[lug] Cloning / Replacing Hard disks

Ryan J Nicholson rjn256 at gmail.com
Sun May 22 14:10:17 MDT 2011


Gordon,

If a disk is truly dying, I would not trust it enough to use it as an image
master. Replace the disk, and reinstall the OS. You don't want to
troubleshoot problems related to file system corruption - damaged libraries,
segfaults, odd and difficult to trace errors.

If you have any important data on the disk, GNU ddrescue is what you're
looking for. Dead simple. It's dd without the i/o lockups. Be aware that
there are two (2) ddrescue programs...in Debian, installing the "ddrescue"
package provides dd_rescue, and installing the "gddrescue" package provides
ddrescue. Yes, it's a bit confusing. Install gddrescue. You will need enough
free disk space on your recovery station to make a file as large as the
partitions you are recovering. And then just let it run as long as you can,
or until it finishes (if the disk is badly damaged it will never finish).

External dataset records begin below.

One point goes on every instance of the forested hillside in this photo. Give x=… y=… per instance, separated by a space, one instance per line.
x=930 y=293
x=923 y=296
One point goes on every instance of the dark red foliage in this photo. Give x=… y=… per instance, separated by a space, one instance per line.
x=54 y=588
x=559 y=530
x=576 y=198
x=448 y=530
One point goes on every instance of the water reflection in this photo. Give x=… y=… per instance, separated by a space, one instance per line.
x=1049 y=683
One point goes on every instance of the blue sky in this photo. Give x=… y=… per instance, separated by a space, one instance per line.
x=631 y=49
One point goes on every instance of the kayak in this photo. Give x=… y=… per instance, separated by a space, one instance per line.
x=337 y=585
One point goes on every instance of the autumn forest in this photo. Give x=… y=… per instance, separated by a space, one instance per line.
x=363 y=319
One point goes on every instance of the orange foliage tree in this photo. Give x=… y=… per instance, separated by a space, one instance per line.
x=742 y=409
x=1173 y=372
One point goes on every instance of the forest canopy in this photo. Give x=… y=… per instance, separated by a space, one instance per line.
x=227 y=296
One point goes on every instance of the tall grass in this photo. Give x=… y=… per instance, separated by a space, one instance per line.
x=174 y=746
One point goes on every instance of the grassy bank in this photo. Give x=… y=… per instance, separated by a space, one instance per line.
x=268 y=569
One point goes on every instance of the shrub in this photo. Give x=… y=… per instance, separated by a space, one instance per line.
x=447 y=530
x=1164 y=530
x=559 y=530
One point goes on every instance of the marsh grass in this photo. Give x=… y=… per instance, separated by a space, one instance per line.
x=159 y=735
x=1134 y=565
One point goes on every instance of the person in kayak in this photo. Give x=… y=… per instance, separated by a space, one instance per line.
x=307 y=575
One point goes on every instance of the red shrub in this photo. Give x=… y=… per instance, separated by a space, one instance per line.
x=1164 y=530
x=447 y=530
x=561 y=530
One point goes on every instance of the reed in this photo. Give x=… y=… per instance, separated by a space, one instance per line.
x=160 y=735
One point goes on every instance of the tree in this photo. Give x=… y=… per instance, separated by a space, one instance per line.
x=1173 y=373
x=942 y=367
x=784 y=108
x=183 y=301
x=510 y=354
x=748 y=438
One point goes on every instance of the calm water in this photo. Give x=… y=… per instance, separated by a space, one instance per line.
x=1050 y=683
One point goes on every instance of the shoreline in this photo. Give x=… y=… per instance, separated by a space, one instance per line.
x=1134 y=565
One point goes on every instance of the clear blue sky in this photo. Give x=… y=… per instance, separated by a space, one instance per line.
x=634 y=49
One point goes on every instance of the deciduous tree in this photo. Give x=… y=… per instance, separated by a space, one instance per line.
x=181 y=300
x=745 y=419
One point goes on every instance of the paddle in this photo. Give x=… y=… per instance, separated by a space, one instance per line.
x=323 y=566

Something else to keep in mind is Red Hat's GNOME Disk Utility (aka
Palimpsest). It's included in Ubuntu. Boot off the install CD and go into
live demo mode, then System > Administration > Disk Utility. It's intuitive
and shows all the S.M.A.R.T. statistics. I use this to check disks for
presence of bad sector counts. Debian has smartmontools which should be able
to show all of the same info, but Disk Utility is a nice interface. Use the
Maverick or newer live CDs because Lucid's version didn't include vertical
scroll bars - impossible to use on low-res screens.

http://packages.ubuntu.com/search?keywords=gnome-disk-utility

As Dave mentions, though, SMART doesn't tell all. If a drive is clicking,
and SMART checks out...don't trust it, replace the disk.